Arka arkaya gelen, darbe, terör ve ekonomik kuşatmalar, kaygı yaratsa da umut verici gelişmeler de var. İçeride FETÖ ve PKK terörüne, dışarıda da DEAŞ'a karşı kararlı bir mücadele sürüyor, demokrasi zemini de siyasi sistem değişikliğiyle kalıcılaşacak.
İç siyasette birileri sürekli gerilimin artmasından medet umsa da buradan bir sonuç çıkmayacağı görüldü. Çünkü hem küresel dünyada hem de içeride dengeler ve güçler değişiyor. 20 Ocak'ta göreve başlayacak ABD Başkanı Trump'ın çevresinden gelen haberlerle MHP lideri Devlet Bahçeli'nin açıklamaları bunu doğruluyor.
Yıkım ve çöküş bekleyenlerin hayal kırıklığı yaşaması bu yüzden kaçınılmaz. Birbirini tamamlayan bu açıklamalar, Türkiye'nin yakın gelecekte çok farklı bir pozisyon alacağının işaretini de veriyor.
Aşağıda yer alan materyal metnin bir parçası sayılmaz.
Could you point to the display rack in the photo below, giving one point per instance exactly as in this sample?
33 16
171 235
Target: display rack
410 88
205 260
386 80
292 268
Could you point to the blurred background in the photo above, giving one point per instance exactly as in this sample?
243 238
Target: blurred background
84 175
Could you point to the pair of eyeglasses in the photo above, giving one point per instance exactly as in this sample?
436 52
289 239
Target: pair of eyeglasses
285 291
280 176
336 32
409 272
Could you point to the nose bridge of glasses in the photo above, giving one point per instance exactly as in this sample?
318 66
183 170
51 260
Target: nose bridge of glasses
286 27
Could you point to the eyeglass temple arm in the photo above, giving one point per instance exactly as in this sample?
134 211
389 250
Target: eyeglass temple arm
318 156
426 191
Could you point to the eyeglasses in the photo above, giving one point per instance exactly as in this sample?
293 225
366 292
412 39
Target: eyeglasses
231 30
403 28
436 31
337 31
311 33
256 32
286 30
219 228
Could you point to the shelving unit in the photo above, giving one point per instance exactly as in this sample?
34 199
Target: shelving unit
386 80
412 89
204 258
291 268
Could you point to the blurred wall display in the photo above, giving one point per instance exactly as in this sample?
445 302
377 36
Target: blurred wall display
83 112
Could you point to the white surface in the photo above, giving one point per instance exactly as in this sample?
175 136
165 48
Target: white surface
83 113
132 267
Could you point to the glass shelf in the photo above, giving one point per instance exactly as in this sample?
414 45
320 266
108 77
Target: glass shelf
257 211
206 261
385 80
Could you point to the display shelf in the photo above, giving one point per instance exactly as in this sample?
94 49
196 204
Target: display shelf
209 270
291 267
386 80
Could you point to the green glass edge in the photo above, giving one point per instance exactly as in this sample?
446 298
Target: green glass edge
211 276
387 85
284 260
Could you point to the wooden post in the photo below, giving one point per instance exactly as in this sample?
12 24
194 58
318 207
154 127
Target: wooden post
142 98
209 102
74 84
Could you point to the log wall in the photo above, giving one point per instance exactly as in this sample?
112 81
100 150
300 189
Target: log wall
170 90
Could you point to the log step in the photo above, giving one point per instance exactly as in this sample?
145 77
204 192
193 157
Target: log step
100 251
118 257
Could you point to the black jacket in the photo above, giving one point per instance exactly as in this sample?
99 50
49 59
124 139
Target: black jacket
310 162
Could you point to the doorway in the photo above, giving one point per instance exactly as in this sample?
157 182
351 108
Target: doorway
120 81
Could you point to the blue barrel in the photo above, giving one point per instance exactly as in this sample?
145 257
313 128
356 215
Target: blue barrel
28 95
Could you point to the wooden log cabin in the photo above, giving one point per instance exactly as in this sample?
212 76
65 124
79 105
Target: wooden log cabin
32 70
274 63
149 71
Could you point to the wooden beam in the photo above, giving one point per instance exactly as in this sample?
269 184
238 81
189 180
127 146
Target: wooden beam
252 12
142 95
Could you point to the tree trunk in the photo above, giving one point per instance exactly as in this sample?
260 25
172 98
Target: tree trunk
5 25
O işaretlerden ilki ABD'den geldi.
ABD Dışişleri Bakanı olacağı açıklanan Rex Tillerson, bir süre önce ABD Senatosu Dış İlişkiler Komitesi'nde senatörlerin sorularını cevaplarken, Türkiye'yle ilgili çarpıcı açıklamalar yaptı. Suriye iç savaşının Ortadoğu'da ABD'nin "liderliğini" bitirdiğine dair soruya Tillerson şu cevabı verdi: "Atmamız gereken ilk adım bölgedeki geleneksel müttefiklerimiz ve dostlarımızla tekrar çalışmak olmalıdır."
Sonra da şu önemli tespiti yaptı: "Türkiye Cumhurbaşkanı Recep Tayyip Erdoğan'la tekrar çalışmalıyız. Türkiye bizim çok eski bir NATO müttefikimizdir. Bölgede ABD'nin eksikliğinden kaygılandı ve yüzünü Rusya'ya döndü. Rusya kalıcı bir müttefik değildir. Rusya'nın kalıcı bir müttefik olmadığını açıkça göstermek gerekiyor. Türkiye'nin müttefiki ABD'dir."
Bu yaklaşım ne kadar hayata geçer ve ikili ilişkilere nasıl yansır göreceğiz ama önemli olan Türkiye'nin bölgedeki gücünün ve rolünün en önemli "müttefik" tarafından görülmesiydi. Zaman zaman Türkiye'ye yönelik saldırıların Trump'ın görevi devralacağı 20 Ocak'a kadar yoğunlaşacağını söyledim. Bunun en önemli nedeni Türkiye'nin de içinde bulunduğu bölgeye ilişkin ABD politikalarının değişeceği ihtimaliydi. Rex Tillerson açıklamalarıyla tam da bunu söyledi.
Bahçeli yine ezber bozdu
İç siyaset açısından da yine önemli ve anlamlı bir değişim işareti MHP Genel Başkanı Devlet Bahçeli'den geldi. Bahçeli, kendi partisinin içinden ve dışından gelen sert eleştirilere rağmen hem Cumhurbaşkanlığı sistemi oylamalarında kararlı duruşunu sürdürdü, hem de "pozitif siyaset" üretmeye devam etti.
Garip ama gerçek, kendisini sosyal demokrat olarak tanımlayan CHP, makul kitlesini öfkelendirip sokağa çağırırken, sol sosyalist olduğunu söyleyen HDP terör karşısında susup, "yok hükmünde" bir partiye dönüşken, "milliyetçi" MHP Başkanı, yeni çıkışlarla siyasetin de Türkiye'nin de önünü açtı. Hem de radikallerin ezberini bozacak biçimde...
Bahçeli şöyle diyordu: "74 yaşındaki Ahmet Türk, rahatsızlığı nedeniyle insani boyut göz önünde bulundurularak tedavisine fırsat verecek şekilde tutuksuz yargılanmalı..."
Bahçeli bu çıkışıyla toplumu sakinleştirdiği gibi etnik milliyetçiliğin köpürmesini engelliyor ve gelecekte Cumhurbaşkanlığı Sistemi'yle önü açılacak sivil siyasetin "makul"leşmesinin de ilk sinyalini veriyordu.
Merak ediyorum, CHP'nin gerilim siyasetine destek vermekten öte HDP ne yapıyor? Altan Tan gibi siyasi aktörler bir şeyler söylüyor ama aslolan HDP'nin esas aktörleri. Onlar neden susuyor? Kandil'in şiddet siyasetinin iflasını görmek için daha ne kadar insanın ölmesi gerekiyor?